Sama sebenarnya dengan Taehyung dan Jimin yang hanya aku-kamu dengan Jungkook (atau mungkin pacarnya yang dulu-dulu).
"Ayo," Jungkook meremas pinggul kanan Jimin dan sedikit mendekatkan tubuhnya lagi. Entah, ini hanyalah dorongan keinginan—keinginan agar Taehyung melihatnya.
Dan benar saja—mana pernah Taehyung melepaskan perhatiannya kepada kedua sejoli ini.
Mereka bertiga memutari stand-stand yang berada di pinggir indoor, membeli makanan-makanan yang Jungkook mau.
Jimin bukanlah Taehyung yang selalu melarangnya makan ini itu. dan Jimin—bukanlah Taehyung yang tak mau mengakui hubungannya di kampus. Jungkook senang akan hal ini—tapi, benarkah senang karena hal itu atau karena hal lain?
"Oy, Tae! Lo mau beli apa? Jimin bertanya, saat sadar sedari tadi Taehyung hanya mengekori tanpa membeli apapun, padahal Taehyung tadi sempat mengeluh lapar.
Menggeleng pasti, Taehyung tersenyum sedikit dipaksakan, "Ngga Chim, beli makan aja nanti di kantin. Pengen nasi rames gue." Jimin mengerjap, tak biasanya Taehyung menahan laparnya.
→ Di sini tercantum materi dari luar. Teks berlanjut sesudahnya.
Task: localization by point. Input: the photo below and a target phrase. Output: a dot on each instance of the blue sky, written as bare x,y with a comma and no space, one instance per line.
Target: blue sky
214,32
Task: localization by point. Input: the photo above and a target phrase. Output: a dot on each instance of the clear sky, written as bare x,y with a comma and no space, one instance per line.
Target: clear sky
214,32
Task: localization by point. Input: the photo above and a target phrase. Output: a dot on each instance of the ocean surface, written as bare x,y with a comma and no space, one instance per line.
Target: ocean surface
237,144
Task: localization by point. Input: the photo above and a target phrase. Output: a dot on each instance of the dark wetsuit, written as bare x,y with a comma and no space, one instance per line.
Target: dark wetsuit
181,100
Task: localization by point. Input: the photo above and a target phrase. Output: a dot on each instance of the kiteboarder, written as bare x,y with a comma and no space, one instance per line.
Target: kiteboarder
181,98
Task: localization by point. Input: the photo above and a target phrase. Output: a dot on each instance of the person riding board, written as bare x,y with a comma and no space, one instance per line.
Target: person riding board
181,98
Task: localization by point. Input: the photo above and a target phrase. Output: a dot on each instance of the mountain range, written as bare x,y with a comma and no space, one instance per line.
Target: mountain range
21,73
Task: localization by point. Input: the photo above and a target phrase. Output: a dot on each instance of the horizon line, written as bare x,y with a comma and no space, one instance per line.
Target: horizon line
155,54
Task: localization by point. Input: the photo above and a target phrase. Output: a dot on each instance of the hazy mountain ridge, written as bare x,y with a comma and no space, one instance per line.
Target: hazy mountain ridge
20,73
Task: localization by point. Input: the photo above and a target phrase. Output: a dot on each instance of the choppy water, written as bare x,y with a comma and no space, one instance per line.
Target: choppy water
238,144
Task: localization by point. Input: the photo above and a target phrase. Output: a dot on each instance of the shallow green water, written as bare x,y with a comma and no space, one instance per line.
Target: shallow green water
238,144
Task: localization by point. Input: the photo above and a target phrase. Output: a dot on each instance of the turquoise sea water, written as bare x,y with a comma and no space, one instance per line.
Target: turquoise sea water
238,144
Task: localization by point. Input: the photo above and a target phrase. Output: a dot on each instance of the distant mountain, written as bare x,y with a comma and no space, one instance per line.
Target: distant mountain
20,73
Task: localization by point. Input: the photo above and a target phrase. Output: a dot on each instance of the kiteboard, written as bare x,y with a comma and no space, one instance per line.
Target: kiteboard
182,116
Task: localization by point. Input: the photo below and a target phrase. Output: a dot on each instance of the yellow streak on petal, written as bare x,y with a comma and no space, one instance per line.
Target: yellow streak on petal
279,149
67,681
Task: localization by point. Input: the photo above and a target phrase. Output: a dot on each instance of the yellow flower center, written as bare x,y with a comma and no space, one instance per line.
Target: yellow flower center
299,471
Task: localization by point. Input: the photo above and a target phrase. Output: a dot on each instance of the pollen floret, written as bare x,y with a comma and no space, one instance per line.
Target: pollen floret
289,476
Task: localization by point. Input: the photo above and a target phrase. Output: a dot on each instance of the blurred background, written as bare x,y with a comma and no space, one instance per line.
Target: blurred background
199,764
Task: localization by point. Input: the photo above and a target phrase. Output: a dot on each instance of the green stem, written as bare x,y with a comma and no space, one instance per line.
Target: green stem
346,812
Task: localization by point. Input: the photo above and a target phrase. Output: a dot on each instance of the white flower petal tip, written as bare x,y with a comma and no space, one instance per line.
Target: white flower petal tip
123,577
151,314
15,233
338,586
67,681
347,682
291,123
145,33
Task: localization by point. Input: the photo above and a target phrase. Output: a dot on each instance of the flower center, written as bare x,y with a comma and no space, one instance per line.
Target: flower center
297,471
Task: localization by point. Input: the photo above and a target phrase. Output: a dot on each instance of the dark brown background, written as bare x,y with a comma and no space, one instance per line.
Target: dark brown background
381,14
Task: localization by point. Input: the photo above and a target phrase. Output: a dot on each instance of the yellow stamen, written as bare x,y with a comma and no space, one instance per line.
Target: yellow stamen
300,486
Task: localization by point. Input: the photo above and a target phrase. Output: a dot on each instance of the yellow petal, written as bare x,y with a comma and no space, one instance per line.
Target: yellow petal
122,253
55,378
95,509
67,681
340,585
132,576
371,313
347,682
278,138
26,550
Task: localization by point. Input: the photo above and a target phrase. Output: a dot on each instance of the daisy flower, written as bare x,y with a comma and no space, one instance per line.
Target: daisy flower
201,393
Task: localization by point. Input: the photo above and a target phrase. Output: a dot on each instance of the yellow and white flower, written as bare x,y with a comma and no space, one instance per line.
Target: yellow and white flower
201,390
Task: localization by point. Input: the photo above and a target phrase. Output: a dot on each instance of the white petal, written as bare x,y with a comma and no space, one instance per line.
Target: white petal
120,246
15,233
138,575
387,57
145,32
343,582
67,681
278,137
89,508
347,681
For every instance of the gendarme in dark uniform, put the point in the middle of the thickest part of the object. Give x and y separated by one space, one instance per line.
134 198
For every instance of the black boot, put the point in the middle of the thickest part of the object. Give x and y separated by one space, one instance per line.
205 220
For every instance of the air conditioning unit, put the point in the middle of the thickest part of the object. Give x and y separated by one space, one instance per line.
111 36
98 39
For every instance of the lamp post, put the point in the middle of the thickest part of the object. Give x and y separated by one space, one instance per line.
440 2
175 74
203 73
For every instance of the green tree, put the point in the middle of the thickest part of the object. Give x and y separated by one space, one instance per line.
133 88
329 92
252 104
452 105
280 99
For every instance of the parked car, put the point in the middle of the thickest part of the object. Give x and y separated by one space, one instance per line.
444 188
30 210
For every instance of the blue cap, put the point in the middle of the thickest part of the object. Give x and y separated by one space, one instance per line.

"Oh, yaudah. Eh, maaf ya gue kacangin." Jimin terkekeh diakhir, mengusap tengkuknya dengan tangannya yang bebas (yang tidak memegang bahu Jungkook).
Maka Jungkook terdiam, melihat interaksi dua sahabat ini. Yang sebenarnya lebih banyak terpaku pada si Kim. Walaupun tawanya memaksa tapi masih terdengar sama indah, suara beratnya masih terdengar sama menenggelamkan. Poninya (yang kali ini cukup panjang, padahal ia rajin memotongnya sebelumnya) berkibas menutupi matanya. Tak perlu diragu, kenapa Jungkook bisa terperosok jauh terhadapnya.
—bahkan sampai saat ini.
Tali tatapnya terpotong, begitu si Park mencolek dagunya untuk kembali melihatnya. Dengan gugup, Jungkook (yang ketahuan oleh si Kim, tengah memperhatikannya) kembali menarik diri ke dekapan si Park, lalu mereka berjalan kembali mengitari stand yang ada.
Dengan Taehyung yang selalu menggeram tertahan—mengepalkan kedua tangan di silangan kedua tangannya. Melihat tangan si Park yang mengusap lembut bahu Jeon-ienya. Lalu saat Jungkook tertawa kepada si Park—Taehyung tau satu hal.
Taehyung semakin ingin kembali memiliki Jungkook
…
.
.
.
.
.
Nguenggg~~ rate T kok say. Aman haha. Mau dilanjut dengan rate M tidak? Ehe.
Bahasanya aneh ngga si? Ngga pernah buat yang non-baku gini dialognya masa '.'
Setelah aku telisik diriku sendiri ya, aku ternyata lebih bisa nulis yang short gini, maksudnya untuk satu atau dua part. Kalau cerita yang berchapter itu aku susah. Bingung konfliknya atuh huee :''
Juga—Iya nih, Jimin sama tingga dengan Jeon yaa wkwk. Juga(2),aku masih kurang ilmu kuliahan anw.